哺乳動物細胞での発現に好適なベクターとして、ＳＶ４０の周知の誘導体、アデノウイルス、レトロウイルス由来ＤＮＡ配列、及び上記の機能性哺乳動物ベクターと機能性プラスミドとの組み合わせに由来するシャトルベクター、及びファージＤＮＡが挙げられる。抗体をコードするＤＮＡ断片は、例えば、哺乳動物細胞での高レベル発現のために、ヒトサイトメガロウイルス（ＨＣＭＶ）プロモーター及びエンハンサーを用い、ベクターにクローニングすることができる。例えば、Ｂｅｎｄｉｇら、米国特許第５８４０２９９号；Ｍａｅｄａら、（１９９１）Ｈｕｍ．Ａｎｔｉｂｏｄ．Ｈｙｂｒｉｄｏｍａｓ ２，１２４−３４；Ｐ．Ｊ．Ｓｏｕｔｈｅｒｎ及びＰ．Ｂｅｒｇ、Ｊ．Ｍｏｌ．Ａｐｐｌ．Ｇｅｎｅｔ．１：３２７−４１（１９８２）；Ｓｕｂｒａｍａｎｉら、Ｍｏｌ．Ｃｅｌｌ．Ｂｉｏｌ．１：８５４−６４（１９８１）；Ｋａｕｆｍａｎｎ及びＳｈａｒｐ、“Ａｍｐｌｉｆｉｃａｔｉｏｎ Ａｎｄ Ｅｘｐｒｅｓｓｉｏｎ ｏｆ Ｓｅｑｕｅｎｃｅｓ Ｃｏｔｒａｎｓｆｅｃｔｅｄ ｗｉｔｈ ａ Ｍｏｄｕｌａｒ Ｄｉｈｙｄｒｏｆｏｌａｔｅ Ｒｅｄｕｃｔａｓｅ Ｃｏｍｐｌｅｍｅｎｔａｒｙ ＤＮＡ Ｇｅｎｅ，”Ｊ．Ｍｏｌ．Ｂｉｏｌ．１５９：６０１−２１（１９８２）；Ｋａｕｆｍａｎｎ ａｎｄ Ｓｈａｒｐ，Ｍｏｌ．Ｃｅｌｌ．Ｂｉｏｌ．１５９：６０１−６４（１９８２）；Ｓｃａｈｉｌｌら、“Ｅｘｐｒｅｓｓｉｏｎ Ａｎｄ Ｃｈａｒａｃｔｅｒｉｚａｔｉｏｎ Ｏｆ Ｔｈｅ Ｐｒｏｄｕｃｔ Ｏｆ Ａ Ｈｕｍａｎ Ｉｍｍｕｎｅ Ｉｎｔｅｒｆｅｒｏｎ ＤＮＡ Ｇｅｎｅ Ｉｎ Ｃｈｉｎｅｓｅ Ｈａｍｓｔｅｒ Ｏｖａｒｙ Ｃｅｌｌｓ，”Ｐｒｏｃ．Ｎａｔ’ｌ Ａｃａｄ．Ｓｃｉ．ＵＳＡ ８０，４６５４−５９（１９８３）；Ｕｒｌａｕｂ及びＣｈａｓｉｎ，Ｐｒｏｃ．Ｎａｔ’ｌ Ａｃａｄ．Ｓｃｉ．ＵＳＡ ７７：４２１６−２０（１９８０）を参照されたい。

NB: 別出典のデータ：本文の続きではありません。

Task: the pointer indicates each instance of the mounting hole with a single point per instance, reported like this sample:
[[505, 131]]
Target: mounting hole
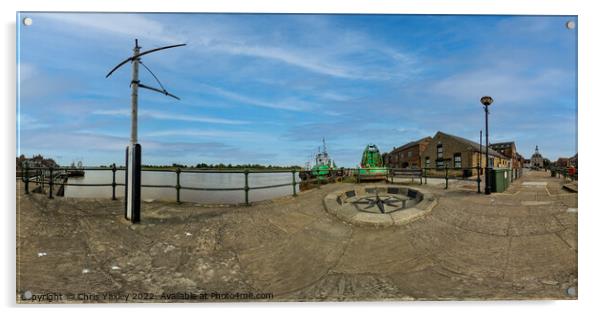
[[570, 25]]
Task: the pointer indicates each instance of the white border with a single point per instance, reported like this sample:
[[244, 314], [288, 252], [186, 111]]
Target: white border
[[589, 126]]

本発明は、前記の組換え又は発現ベクターを含有する組換え宿主細胞も提供する。特定の選好性の細胞系が、宿主蛋白質からの汚染の最小化と、目的蛋白質の構成的発現、高レベルの発現に基づいて選択される。有用な原核性宿主として、例えば、Ｅ．ｃｏｌｉ ＳＧ−９３６、Ｅ．ｃｏｌｉ ＨＢ １０１、Ｅ．ｃｏｌｉ Ｗ３１１０、Ｅ．ｃｏｌｉ Ｘ１７７６、Ｅ．ｃｏｌｉ Ｘ２２８２、Ｅ．ｃｏｌｉ ＤＨＩ、及びＥ．ｃｏｌｉ ＭＲＣｌなどの大腸菌、Ｐｓｅｕｄｏｍｏｎａｓ、Ｂａｃｉｌｌｕｓ ｓｕｂｔｉｌｉｓなどのＢａｃｉｌｌｕｓ、並びにＳｔｒｅｐｔｏｍｙｃｅｓが挙げられる。発現用の宿主として利用可能な哺乳動物細胞系は、当該技術分野で周知であり、多くの不死化細胞系、例えば、限定しないが、ＣＯＳ−７細胞、チャイニーズハムスター卵巣（ＣＨＯ）細胞、ベビーハムスター腎臓（ＢＨＫ）細胞、ＰＥＲ．Ｃ６細胞、及びその他多数、例えば、リンパ腫、骨髄腫、又はハイブリドーマ細胞などのリンパ系起源の細胞系などが挙げられる。好適な更なる真核細胞として、酵母及び他の真菌が挙げられる。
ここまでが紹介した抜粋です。